Fifth, the change idea itself will steadily evolve. This is not a matter of crafting a vision and then rolling it out across the organization. It’s not a mechanical eight-step program. It’s about continuously adapting the idea to the evolving circumstances of the organization. As the organization and everyone in it adapts the story of change to their own context, each individual comes to own it.

Sixth, the change process will run on human passion—a firm belief in the clarity and worth of the idea and the courage to stand up and fight for it. No template or detailed rollout plan can inspire the energy, passion, and excitement that are needed to make deep change happen. Most of the paraphernalia of the top-down change programs will in fact be counterproductive to authentic implementation and will generate deep-seated opposition to the change.

Seventh, it will be focused, disciplined passion. This is not an approach where anything goes. There will be a tight focus on the goal and continuing alertness to head off the diffusion of energy into related or alternative goals. Progress will be assessed and adjustments made based on what has been learned. There will be systematic feedback on what value is being added. There will be freedom to create, but within clearly delineated, adjustable limits.

Eighth, outside help will be used but not depended on. Because there is nothing new under the sun, the experience of others should be drawn on. Intellectual energy is generated by cognitive diversity and interactions with people with different backgrounds and ways of looking at the world. At the same time, it is equally dangerous to follow external advice slavishly and let others dictate the change. The external advice will be received, evaluated, and adapted to local needs. In the process of adaptation, the idea will become owned. Things are not done simply because outsiders say so; they will be done because they make sense for this context.

Ninth, the top of the organization must support it and be supported.
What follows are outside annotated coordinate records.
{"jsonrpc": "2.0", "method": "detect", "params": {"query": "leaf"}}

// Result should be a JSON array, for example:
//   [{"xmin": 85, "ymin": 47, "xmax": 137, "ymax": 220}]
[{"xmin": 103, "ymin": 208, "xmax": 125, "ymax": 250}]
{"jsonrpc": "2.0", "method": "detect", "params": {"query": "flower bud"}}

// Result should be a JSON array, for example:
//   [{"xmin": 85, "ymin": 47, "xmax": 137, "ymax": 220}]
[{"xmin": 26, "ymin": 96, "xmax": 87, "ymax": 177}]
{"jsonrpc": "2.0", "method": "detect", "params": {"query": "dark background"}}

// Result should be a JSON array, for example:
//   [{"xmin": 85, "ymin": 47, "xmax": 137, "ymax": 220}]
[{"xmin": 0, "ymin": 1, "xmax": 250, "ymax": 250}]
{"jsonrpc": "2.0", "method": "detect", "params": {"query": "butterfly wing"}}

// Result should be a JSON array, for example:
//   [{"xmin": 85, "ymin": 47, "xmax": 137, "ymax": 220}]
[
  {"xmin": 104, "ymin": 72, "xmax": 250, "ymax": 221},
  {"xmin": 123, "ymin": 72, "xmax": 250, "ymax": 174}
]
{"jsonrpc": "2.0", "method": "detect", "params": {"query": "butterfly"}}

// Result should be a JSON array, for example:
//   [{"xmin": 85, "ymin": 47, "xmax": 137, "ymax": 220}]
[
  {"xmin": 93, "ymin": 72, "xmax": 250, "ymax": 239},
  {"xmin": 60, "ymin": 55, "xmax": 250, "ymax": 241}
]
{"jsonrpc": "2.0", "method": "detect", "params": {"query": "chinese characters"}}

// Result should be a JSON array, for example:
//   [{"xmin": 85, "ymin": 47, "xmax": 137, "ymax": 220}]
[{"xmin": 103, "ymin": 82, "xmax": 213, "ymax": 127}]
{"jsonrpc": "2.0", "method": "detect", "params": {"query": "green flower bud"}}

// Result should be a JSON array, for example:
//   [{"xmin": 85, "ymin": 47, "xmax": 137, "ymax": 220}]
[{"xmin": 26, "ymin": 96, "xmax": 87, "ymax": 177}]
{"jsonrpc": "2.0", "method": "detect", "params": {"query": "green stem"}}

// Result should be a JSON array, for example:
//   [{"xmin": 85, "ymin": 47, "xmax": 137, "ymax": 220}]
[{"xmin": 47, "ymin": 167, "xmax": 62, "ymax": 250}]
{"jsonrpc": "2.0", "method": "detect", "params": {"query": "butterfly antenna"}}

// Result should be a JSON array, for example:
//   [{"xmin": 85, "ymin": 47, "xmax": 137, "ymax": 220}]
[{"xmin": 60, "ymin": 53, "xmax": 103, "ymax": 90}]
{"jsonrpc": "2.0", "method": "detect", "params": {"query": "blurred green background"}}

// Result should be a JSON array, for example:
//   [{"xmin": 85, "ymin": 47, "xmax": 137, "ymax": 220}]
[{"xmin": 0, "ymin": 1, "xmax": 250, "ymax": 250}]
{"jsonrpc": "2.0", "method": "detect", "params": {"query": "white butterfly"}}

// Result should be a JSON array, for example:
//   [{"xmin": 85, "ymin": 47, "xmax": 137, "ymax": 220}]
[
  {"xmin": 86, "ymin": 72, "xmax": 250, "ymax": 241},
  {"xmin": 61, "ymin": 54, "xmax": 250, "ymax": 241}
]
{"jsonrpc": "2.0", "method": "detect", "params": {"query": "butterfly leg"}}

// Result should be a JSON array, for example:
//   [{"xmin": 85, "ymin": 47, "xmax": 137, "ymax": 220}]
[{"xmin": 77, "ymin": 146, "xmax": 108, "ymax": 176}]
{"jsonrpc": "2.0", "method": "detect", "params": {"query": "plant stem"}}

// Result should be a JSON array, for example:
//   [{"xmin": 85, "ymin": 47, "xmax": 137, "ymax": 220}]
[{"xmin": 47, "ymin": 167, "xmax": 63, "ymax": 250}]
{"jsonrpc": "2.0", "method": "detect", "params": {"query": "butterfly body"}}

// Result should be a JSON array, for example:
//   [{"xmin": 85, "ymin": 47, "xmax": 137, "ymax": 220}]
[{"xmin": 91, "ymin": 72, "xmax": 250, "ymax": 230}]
Although implementation of deep management cannot be accomplished by top-down directives or roll-out programs, the support of the very top of the organization is key to creating the umbrella for change, for setting direction and heading off the inevitable threats to the idea. This support isn’t needed at the start but it will be needed as the change spreads. .

Finally, the idea must be seen as more important than any individual. Top-down change programs typically die when the manager leaves. The replacement manager is a new broom who sweeps clean what has gone before. By contrast, when a change has taken root in an organic fashion, the idea continues to live because it is owned by wide array of people.

Keeping those ten characteristics in mind may help you figure out what an Agile transformation will look like in your organization. They may also help develop a sense of perspective of what’s involved and how long it will take.

Leaders in the Agile community often seem discouraged by what they perceive as the slow pace of change, along with the difficulties and setbacks that occur as Agile is implemented. My own take is that if we look at other deep organizational changes throughout history, particularly changes in mindset involving large numbers of of people, we can plausibly argue that the Agile movement is proceeding rather fast. Today, firms practicing Agile have already displaced the lumbering industrial giants of the 20th Century as the largest organizations on the planet. The reality is that Agile is indeed eating the world. Time to get started.